And the Duplicate didn't have enough of her in him, to know how to comfort her.

Hysteria simmered under the surface, while tears streamed down her face. The glow of the Tardis' mainstay stabilizer units warmed her face with the Old Girl's comforting heat. "Don't," she gasped up at the ceiling, sniffing back panicky sobs. "Please don't let him forget me."

The Doctor's Duplicate watched in misery as his very best friend begged the ship for mercy.

"I know it's so selfish, but I know him. I know-… I know-!" She approached the console and began pressing buttons and pulling levers, seemingly at random. A device much like a periscope came down from the ceiling. She laid her hand on the glass scanner that peered into infinity and then kissed it, fogging up the lens.

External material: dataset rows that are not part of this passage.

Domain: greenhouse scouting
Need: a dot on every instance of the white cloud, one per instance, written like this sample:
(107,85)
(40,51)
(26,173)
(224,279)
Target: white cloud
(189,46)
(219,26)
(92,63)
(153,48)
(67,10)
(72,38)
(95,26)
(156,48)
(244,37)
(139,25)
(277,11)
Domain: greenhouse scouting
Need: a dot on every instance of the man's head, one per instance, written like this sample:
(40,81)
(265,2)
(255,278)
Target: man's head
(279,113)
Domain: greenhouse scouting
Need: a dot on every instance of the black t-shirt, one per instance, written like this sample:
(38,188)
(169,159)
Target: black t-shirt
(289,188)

"Just," she whispered into the dusty air, "make sure he finds me, whenever he needs me. And I do mean whenever, missy. He needs me to stop him sometimes. And if there's no one else, if he's on his own, just bring him to me please. So even if I've forgotten, he'll remember. I know what's going to happen. And I also know what matters most."

That he's happy.

There was a hum, like a cheerful cat purring in front of a fire.

The Tardis would honour the woman who made her Doctor feel safe.


Donna had programmed the Tardis to always find her, when he needed it. Little did she realize that the Tardis, which transcended space and time, existed all at once- and had thus honoured her request long before she'd made it.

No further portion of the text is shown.